9. Performance, safety and EMC Data:

The slit lamps M3 and M4 were tested according to ISO 15004-2:2007 and ISO10939:2007 for radiation hazards, to IEC60601-1 for electrical safety and IEC-60601-1-2 for electromagnetic compatibility. In all tests, the slit lamps were in compliance with these FDA recognized standards.

10.Conclusions:

In accordance to 21 CFR 807.92(d) and based on the technical characteristics and the results of the performance tests we conclude that the slit lamps M3 and M4 are safe and effective compared to the predicate device slit lamps BM 900 and Z2.
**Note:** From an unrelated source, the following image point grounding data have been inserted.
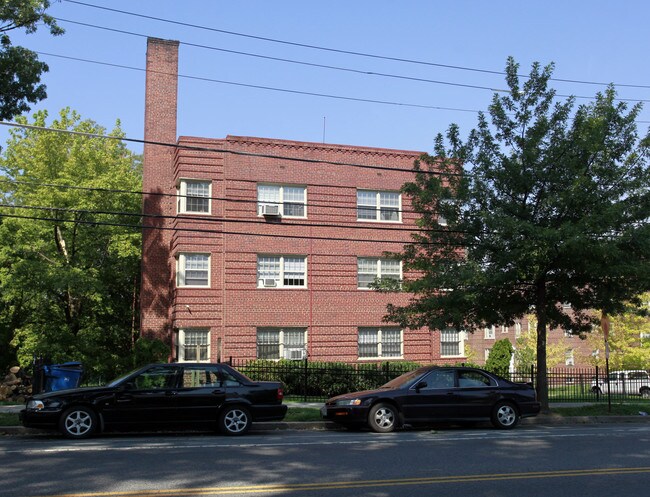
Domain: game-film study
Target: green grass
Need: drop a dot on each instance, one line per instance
(602, 409)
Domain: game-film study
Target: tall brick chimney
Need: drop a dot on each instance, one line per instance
(157, 183)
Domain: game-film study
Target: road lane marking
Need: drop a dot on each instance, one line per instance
(342, 485)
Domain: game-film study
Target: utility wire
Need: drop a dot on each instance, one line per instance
(226, 151)
(358, 71)
(214, 231)
(215, 219)
(346, 52)
(270, 88)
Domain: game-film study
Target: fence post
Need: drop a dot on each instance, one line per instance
(304, 384)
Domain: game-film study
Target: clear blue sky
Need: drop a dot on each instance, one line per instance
(596, 40)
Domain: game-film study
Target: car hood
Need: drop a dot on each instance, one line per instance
(361, 394)
(72, 391)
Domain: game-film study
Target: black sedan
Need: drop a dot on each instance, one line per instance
(160, 396)
(432, 394)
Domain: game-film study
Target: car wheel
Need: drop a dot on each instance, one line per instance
(505, 416)
(78, 422)
(382, 418)
(235, 420)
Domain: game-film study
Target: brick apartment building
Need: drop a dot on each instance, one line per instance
(264, 248)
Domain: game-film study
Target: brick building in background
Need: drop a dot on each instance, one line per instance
(264, 248)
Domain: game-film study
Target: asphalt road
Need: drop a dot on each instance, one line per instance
(577, 460)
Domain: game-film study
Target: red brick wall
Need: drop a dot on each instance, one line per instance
(160, 127)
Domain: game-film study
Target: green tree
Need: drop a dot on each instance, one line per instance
(542, 204)
(69, 263)
(499, 359)
(526, 349)
(20, 69)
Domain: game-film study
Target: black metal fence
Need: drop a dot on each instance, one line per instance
(316, 381)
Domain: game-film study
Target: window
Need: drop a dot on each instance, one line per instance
(369, 269)
(380, 342)
(281, 271)
(569, 359)
(291, 200)
(193, 270)
(379, 206)
(193, 345)
(194, 196)
(281, 343)
(451, 344)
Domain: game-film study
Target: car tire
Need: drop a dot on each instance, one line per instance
(382, 418)
(505, 416)
(78, 422)
(234, 420)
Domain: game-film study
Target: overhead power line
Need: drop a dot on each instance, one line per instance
(226, 220)
(341, 51)
(323, 66)
(212, 231)
(225, 151)
(271, 88)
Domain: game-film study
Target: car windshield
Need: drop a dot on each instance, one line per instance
(118, 380)
(406, 379)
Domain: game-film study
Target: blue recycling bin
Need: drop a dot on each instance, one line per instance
(62, 376)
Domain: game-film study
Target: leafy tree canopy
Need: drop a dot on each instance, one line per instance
(542, 204)
(69, 255)
(20, 69)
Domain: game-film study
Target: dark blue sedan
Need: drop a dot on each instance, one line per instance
(436, 394)
(160, 396)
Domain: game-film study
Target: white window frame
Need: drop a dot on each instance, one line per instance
(181, 269)
(381, 335)
(569, 358)
(459, 339)
(279, 277)
(181, 345)
(282, 200)
(183, 196)
(377, 273)
(283, 347)
(377, 205)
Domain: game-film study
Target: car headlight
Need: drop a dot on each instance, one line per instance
(35, 404)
Regulation Number and Section

§ 886.1850 AC-powered slitlamp biomicroscope.

(a)
Identification. An AC-powered slitlamp biomicroscope is an AC-powered device that is a microscope intended for use in eye examination that projects into a patient's eye through a control diaphragm a thin, intense beam of light.(b)
Classification. Class II (special controls). The device, when it is intended only for the visual examination of the anterior segment of the eye, is classified as Group 1 per FDA-recognized consensus standard ANSI Z80.36, does not provide any quantitative output, and is not intended for screening or automated diagnostic indications, is exempt from the premarket notification procedures in subpart E of part 807 of this chapter subject to the limitations in § 886.9.